Staudernheim station is a through station, located 35.3 km from Bingen on the Nahe Valley Railway (Bingen–Saarbrücken), in Staudernheim in the district of Bad Kreuznach in the German state of Rhineland-Palatinate. It was opened with this line on 15 December 1859 and was the first and only station in the Meisenheim exclave of the Landgraviate of Hesse-Homburg, which was absorbed by Prussia in 1866. The station is located in the network area of the Rhein-Nahe-Nahverkehrsverbund (Rhine-Nahe Transport Association, RNN) and it is in fare zone 420.[3] Its address is Bahnhofstraße 1.[4]

Location[edit]

The station is not far from the left bank of the Nahe. Residential areas extend to its north and south. It has barrier-free access.[4]

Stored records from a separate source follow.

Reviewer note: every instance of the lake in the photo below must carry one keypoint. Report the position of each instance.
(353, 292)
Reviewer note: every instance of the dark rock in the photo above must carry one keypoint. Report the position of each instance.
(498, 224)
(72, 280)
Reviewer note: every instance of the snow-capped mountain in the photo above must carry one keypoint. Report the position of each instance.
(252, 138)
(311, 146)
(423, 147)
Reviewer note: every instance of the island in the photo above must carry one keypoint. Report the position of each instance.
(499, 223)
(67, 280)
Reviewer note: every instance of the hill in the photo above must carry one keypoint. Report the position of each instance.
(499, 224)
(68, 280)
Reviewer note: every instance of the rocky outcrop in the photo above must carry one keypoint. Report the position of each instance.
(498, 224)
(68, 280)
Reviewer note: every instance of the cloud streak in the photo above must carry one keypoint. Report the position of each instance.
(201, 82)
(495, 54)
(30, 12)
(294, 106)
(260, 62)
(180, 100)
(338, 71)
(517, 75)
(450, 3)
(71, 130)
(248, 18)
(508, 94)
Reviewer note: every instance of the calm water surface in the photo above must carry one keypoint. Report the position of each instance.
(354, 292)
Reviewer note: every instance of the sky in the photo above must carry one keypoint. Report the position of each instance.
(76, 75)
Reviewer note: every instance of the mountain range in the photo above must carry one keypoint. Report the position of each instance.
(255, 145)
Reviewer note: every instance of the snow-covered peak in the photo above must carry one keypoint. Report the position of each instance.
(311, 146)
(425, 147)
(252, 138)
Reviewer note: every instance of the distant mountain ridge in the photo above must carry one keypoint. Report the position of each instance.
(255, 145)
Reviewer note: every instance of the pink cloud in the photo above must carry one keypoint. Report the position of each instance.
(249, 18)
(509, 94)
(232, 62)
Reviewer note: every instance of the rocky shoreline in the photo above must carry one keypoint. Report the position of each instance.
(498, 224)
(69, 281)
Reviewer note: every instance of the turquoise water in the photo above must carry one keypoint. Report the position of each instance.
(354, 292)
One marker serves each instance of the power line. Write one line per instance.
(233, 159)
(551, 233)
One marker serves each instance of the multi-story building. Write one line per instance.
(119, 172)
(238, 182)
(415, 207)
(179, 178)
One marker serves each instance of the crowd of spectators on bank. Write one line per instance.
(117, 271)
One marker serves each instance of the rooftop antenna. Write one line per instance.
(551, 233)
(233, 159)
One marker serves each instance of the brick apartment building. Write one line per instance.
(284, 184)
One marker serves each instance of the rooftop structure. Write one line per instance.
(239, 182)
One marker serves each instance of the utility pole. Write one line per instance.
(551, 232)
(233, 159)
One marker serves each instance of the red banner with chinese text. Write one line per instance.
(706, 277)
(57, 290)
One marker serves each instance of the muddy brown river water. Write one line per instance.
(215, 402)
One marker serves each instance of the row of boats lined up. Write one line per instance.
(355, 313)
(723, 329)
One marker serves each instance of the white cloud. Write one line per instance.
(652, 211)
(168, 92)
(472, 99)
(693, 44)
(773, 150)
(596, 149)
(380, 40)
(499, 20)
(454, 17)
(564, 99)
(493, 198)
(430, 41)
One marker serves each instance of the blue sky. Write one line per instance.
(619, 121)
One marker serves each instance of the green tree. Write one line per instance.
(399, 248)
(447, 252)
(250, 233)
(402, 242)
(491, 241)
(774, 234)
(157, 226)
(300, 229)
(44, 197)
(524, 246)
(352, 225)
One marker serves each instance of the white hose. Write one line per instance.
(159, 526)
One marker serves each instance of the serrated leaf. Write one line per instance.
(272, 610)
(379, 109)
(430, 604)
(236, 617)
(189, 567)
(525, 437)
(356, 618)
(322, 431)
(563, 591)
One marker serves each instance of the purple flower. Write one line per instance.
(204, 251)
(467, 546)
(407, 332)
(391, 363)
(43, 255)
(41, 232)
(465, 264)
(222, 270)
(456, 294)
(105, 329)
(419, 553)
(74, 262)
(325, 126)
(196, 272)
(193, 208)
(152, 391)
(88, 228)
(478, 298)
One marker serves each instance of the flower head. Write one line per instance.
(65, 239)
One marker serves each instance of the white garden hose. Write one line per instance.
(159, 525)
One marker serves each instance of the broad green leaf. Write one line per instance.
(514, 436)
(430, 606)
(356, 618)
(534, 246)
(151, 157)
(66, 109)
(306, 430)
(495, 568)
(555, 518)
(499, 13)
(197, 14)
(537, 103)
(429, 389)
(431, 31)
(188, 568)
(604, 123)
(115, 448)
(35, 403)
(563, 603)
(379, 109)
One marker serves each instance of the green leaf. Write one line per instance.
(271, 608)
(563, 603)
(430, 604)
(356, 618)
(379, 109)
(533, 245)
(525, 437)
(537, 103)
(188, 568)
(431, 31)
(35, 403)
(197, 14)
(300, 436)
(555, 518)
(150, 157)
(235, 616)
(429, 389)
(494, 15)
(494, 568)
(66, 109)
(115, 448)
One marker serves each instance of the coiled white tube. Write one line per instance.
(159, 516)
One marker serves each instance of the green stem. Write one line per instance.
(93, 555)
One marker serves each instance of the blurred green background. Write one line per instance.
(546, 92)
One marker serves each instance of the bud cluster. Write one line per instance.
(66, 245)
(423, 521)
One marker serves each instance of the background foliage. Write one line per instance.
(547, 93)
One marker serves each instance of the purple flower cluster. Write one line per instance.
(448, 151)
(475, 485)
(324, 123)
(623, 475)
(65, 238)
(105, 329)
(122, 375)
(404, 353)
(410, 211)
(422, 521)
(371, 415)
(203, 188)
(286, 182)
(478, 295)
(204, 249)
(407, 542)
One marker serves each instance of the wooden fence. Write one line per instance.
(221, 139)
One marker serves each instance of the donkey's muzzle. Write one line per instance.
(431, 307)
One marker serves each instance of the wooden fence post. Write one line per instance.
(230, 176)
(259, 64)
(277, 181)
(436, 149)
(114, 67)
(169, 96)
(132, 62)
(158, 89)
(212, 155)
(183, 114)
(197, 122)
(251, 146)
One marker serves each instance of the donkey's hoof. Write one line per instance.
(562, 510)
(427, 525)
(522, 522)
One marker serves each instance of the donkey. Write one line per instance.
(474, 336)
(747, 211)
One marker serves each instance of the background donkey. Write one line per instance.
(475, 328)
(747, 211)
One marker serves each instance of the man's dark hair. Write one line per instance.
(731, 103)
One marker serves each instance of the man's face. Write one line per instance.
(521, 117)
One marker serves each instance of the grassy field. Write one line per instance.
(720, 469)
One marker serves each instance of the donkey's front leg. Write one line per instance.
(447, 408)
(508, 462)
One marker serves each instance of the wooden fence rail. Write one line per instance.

The Nahe Valley Railway runs through the municipality in an east-west direction approximately parallel to the Nahe river on its north side. The Glan Valley Railway, which has been disused since 1996, comes from the south at first in a wide arc around the Disibodenberg monastery ruin and then connects with the Nahe line just outside the station.

History[edit]

In the treaty of 7 June 1856 between the Kingdom of Prussia and the Landgraviate of Hesse-Homburg that authorised the construction of the Nahe Valley Railway, it was agreed in Article 5 to build a bridge over the Nahe in the territory of the landgraviate as close as practicable to Staudernheim and to build a station where the line crossed the highway there. It was decided that all ordinary trains would stop there, while express trains would stop only at the neighbouring Sobernheim station in Prussia.[5] After the BingerbrückKreuznach section was opened in 1858, the section between Kreuznach and Oberstein was opened on 15 December 1859, connecting Staudernheim to the rail network.[6] The line was duplicated in 1884.[7]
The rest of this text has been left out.